ILLINOIS NEWS NETWORK
The University of Illinois’ proposed trade — smaller tuition increases for more state money — looks to lockbox another 600-million dollars out of the state’s budget.
U of I President Tim Killeen is selling the ‘full funding’ proposal as a guarantee of certainty for the school and that Illinois students see a return from the university.
The university, by law, would get at least $662 million a year indefinitely. The school would also jump to the front of the line of Illinois’ unpaid bills.
School President Tim Killeen said lawmakers would add a special Illinois Excellence Program fund in the state budget.
“This would help us provide state of the art classroom and research facilities to leverage recruitment and retention of world class faculty,” Killeen explained.
But the law is silent as to how much of the fund would be spent on buildings as opposed to bonuses.
Killeen said the proposal is an investment. “It is not business as usual,” he said. “It is business as required in the public interest.”

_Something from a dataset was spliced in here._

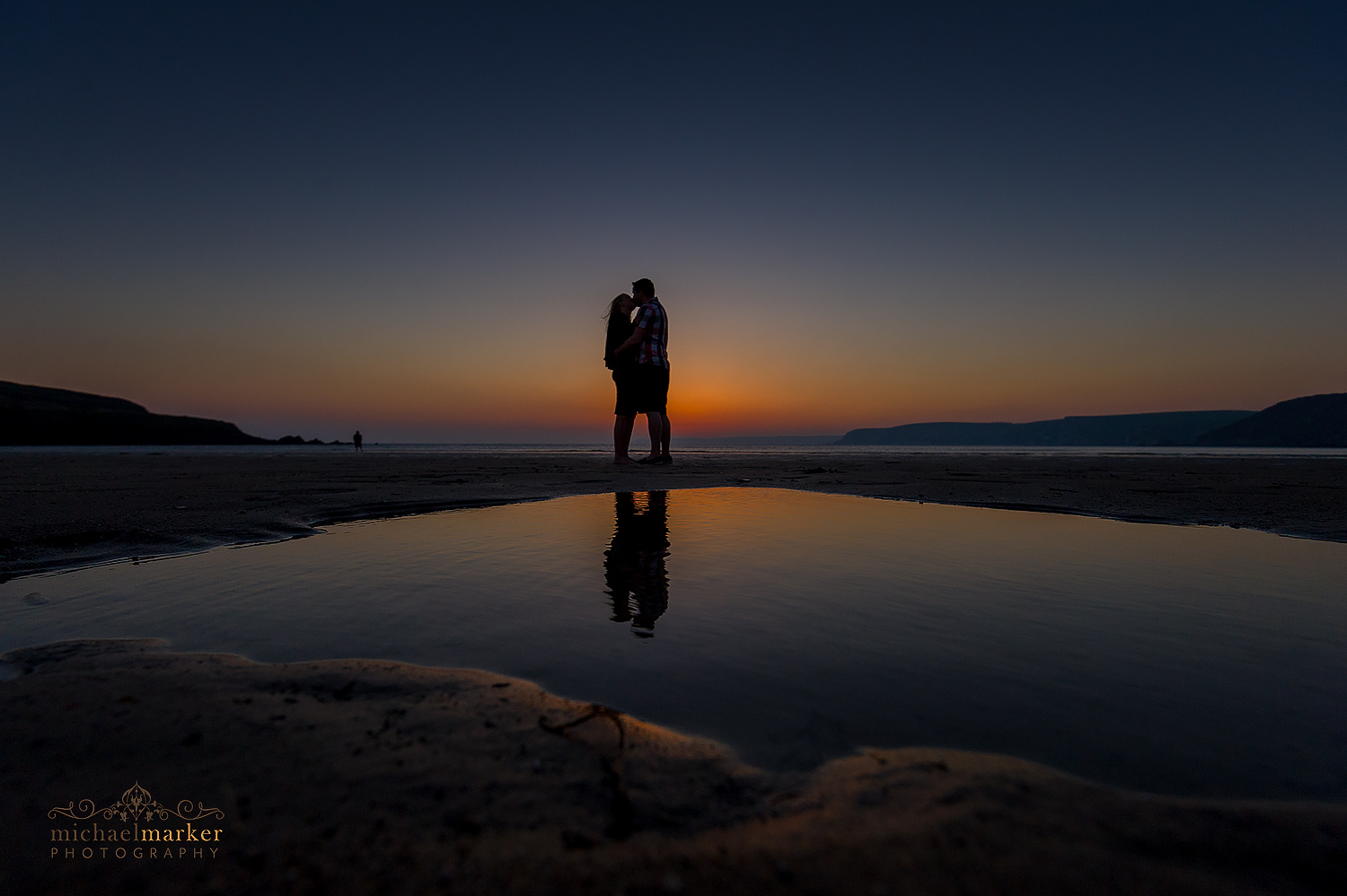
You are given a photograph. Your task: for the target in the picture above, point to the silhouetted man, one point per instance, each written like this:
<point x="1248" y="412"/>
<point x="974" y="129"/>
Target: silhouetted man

Lawmakers have been critical of the university in recent years for its administrative bloat. Killeen himself makes $600,000 a year with another $100,000 in possible bonuses.
Killen said the university will tie tuition increases by to inflation. Tuition will increase, he admitted, but at a slower pace.
And Killeen said the proposal guarantees at least 14,000 Illinois students will be admitted to the University’s Urbana-Champaign campus, but that’s less than a third of the 44,500 students currently there.